No no, don’t worry, we’re not about to launch into another diatribe about alumni networks. We went on long enough about that back last summer.
Today we’re simply drawing a distinction between two different aspects of the bschool experience. As we said in the title, there is class size, and there is class size.
By class size, we mean the size of the class that you’re entering with. This is the number of graduates who will get spit out the other end. If you’re applying to bschool in 2013 (and you’re targeting a standard two-year full-time program), then you’ll be in the Class of 2015. The “class size” is how many others will be graduating with you.
Conversely, by class size, we mean the number of students in the class. As in, that Corporate Finance class you have to take in the first term – how many other bodies will be in the same room with you (hopefully not sleeping) when the professor is droning on about NPV and IRR and DCF? And how many will be in that New Ventures elective where you’re going to write a business plan and submit it to the competition?
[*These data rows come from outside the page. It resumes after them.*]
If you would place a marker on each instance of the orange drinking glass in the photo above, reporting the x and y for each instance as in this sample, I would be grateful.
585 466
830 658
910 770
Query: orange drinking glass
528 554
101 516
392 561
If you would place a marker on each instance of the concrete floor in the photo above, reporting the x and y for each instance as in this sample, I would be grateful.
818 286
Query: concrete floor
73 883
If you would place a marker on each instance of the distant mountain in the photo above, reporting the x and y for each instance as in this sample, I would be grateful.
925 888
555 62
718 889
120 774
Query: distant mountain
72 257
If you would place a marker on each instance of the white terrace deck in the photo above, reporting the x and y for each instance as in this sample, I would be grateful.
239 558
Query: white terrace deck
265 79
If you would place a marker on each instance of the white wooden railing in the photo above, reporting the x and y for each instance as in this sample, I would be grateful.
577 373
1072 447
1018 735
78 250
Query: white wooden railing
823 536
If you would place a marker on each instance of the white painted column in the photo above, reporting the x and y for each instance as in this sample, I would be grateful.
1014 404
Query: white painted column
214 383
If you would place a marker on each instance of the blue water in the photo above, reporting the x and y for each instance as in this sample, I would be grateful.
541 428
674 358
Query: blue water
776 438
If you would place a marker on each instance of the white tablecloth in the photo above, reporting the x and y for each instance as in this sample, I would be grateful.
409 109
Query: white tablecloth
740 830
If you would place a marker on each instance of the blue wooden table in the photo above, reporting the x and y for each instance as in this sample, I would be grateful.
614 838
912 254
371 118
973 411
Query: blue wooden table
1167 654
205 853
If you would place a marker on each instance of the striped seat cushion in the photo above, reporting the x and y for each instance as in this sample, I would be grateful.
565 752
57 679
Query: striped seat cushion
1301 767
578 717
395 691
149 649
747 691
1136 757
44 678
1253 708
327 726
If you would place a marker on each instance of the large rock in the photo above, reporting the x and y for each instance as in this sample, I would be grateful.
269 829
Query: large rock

Here, by “class size” we mean will you get lost in the crowd or will you be able to be noticed by the professor and how much chance do you have to actually get your ideas heard during a classroom discussion and those sorts of things.
Here’s the deal:
Regardless of how big a school’s graduating class is, the size of their actual classes – the ones you sit through, and take tests in – is remarkably similar. They all tend to follow a common pattern: Core courses for first-years are generally big. These are the classes you go through with your cluster. Most schools are on the cluster system (some call it a different thing); Booth is a notable exception. And not always, but often, these core classes are purty darn big. Lots of bodies. In the 65-70 students range. When that’s a case-based course, then that means you’d better be able to push yourself out there and get heard.
This is one main reason why Harvard doesn’t go for wallflowers. They need to see evidence in your application that you’re assertive, else you won’t stand a chance in a HBS classroom. Almost all of HBS is case-based, remember? They’ve only recently started to experiment with different formats. If you aren’t at least a little aggressive, and if you lack self-confidence, you’re not going to do so great there. (They grade on class participation, you know.)
The similarities in actual class size – as in, student-teacher ratios and how many people are sitting next to you in Statistics – is the main reason why, personally, EssaySnark doesn’t see what the big deal is with the small-school versus large-school thing. We particularly don’t buy the argument from the big-school proponents that it’s better because you form more connections. Sure, there’s more people to possibly be connected to, but this doesn’t mean that you’ll walk away with more actual relationships than you would at a smaller program – certainly not more true friendships.